BannedWords = read.table("swearWords.txt", header = F)
Sample_final = tm_map(Sample_final,
content_transformer(function(x)
iconv(x, to = "UTF-8", sub = "byte")))
Sample_final = tm_map(Sample_final, content_transformer(tolower))
Sample_final = tm_map(Sample_final, content_transformer(removePunctuation))
Sample_final = tm_map(Sample_final, content_transformer(removeNumbers))
Sample_final = tm_map(Sample_final, content_transformer(function(x)
gsub("http[[:alnum:]]*", " ", x)))
Sample_final = tm_map(Sample_final, stripWhitespace)
Sample_final = tm_map(Sample_final, removeWords, stopwords("english"))
Sample_final = tm_map(Sample_final, removeWords, BannedWords[,1])
saveRDS(Sample_final, "final_sampleCorpus.RDS")Now, we’ve got one more step to do before our data is ready for analysis, and that is to tokenize our corpus. For our initial analysis here, we will do it 3 times. One to construct the unigrams, one for bigrams, and the last for trigrams. Note that before performing tokenization, we’ll have to convert our corpus to a dataframe. Furthermore, the tokenization part of the code may take some time to run.
final_corpus = readRDS("final_sampleCorpus.RDS")
corpus_DF = data.frame(text = unlist(sapply(final_corpus,`[`, "content")), stringsAsFactors = F)
tokenize_function = function(Corpus, N){
Ngram = NGramTokenizer(Corpus,
Weka_control(min = N, max = N,
delimiters = " \\r\\n\\t.,;:\"()?!"))
Ngram = data.frame(table(Ngram))
Ngram = Ngram[order(Ngram$Freq, decreasing = T),]
colnames(Ngram) = c("String", "Count")
Ngram
}
unigram = tokenize_function(corpus_DF,1)
bigram = tokenize_function(corpus_DF,2)
trigram = tokenize_function(corpus_DF,3)At this point, we’re ready to perform our exploratory analysis.
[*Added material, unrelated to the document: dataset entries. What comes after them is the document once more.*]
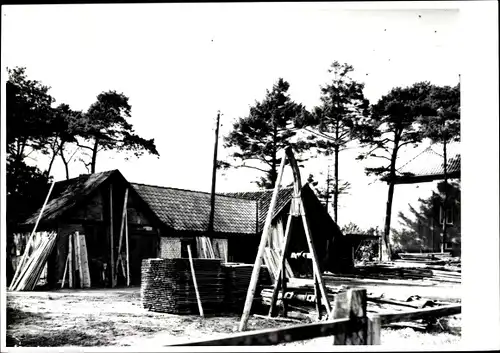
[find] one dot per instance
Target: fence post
(374, 327)
(352, 305)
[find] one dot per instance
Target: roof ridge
(180, 189)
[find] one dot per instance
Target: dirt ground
(115, 317)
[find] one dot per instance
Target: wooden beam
(120, 241)
(193, 274)
(288, 232)
(277, 335)
(263, 241)
(386, 318)
(352, 304)
(126, 249)
(111, 237)
(30, 240)
(374, 328)
(70, 257)
(315, 262)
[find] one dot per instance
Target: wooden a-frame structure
(297, 210)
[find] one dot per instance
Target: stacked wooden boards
(237, 280)
(33, 262)
(167, 285)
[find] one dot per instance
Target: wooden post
(317, 295)
(352, 305)
(194, 281)
(111, 240)
(263, 241)
(374, 327)
(312, 250)
(70, 256)
(78, 253)
(119, 259)
(288, 232)
(126, 249)
(65, 269)
(28, 244)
First, we will reorder the unigrams, bigrams, and trigrams in a descending order, starting from the one that appears most frequently. We’ll then plot the most frequent 20. Here’s the code.
unigram_df = data.frame(unigram)%>%arrange(desc(Count))
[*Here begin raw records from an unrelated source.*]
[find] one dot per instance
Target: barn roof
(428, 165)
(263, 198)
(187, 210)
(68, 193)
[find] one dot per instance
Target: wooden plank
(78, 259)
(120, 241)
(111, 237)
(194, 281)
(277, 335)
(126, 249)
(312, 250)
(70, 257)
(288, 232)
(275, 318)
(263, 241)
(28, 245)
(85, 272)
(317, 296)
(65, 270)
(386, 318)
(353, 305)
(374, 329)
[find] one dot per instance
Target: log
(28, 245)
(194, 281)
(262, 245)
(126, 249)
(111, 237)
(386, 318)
bigram_df = data.frame(bigram)%>%arrange(desc(Count))
trigram_df = data.frame(trigram)%>%arrange(desc(Count))
UniDF = unigram_df[1:20,]
BiDF = bigram_df[1:20,]
TriDF = trigram_df[1:20,]
P_1gram = ggplot(UniDF) + geom_bar(aes(reorder(String,+Count), Count), stat = "identity", fill = "navajowhite3", alpha = I(3/5)) +
xlab("String\n") + ylab("Count\n") + coord_flip() + theme_minimal()
P_2gram = ggplot(BiDF) + geom_bar(aes(reorder(String,+Count), Count), stat = "identity", fill = "palegreen3", alpha = I(3/5)) +
xlab("String\n") + ylab("Count\n") + coord_flip() + theme_minimal()
P_3gram = ggplot(TriDF) + geom_bar(aes(reorder(String,+Count), Count), stat = "identity", fill = "slategray3", alpha = I(3/5)) +
xlab("String\n") + ylab("Count\n") + coord_flip() + theme_minimal()And here’s our plots.
Additionally, we also included a wordcloud of 100 words for the unigram.
To construct our prediction model, higher n-grams may be performed to accept longer inputs. Furthermore, more samples may also be extracted from the provided data. Alternatively, One could also perform this analysis multiple times, but using strictly different samples, similar to what cross validation does in machine learning. While these steps will probably increase the accuracy and lower the bias, one should note that the run time required will undeniably rise as well.
Eventually, we should try out different sample sizes and find the right balance between run time and accuracy. In our case, we will most likely not deviate too much from the sample size used here.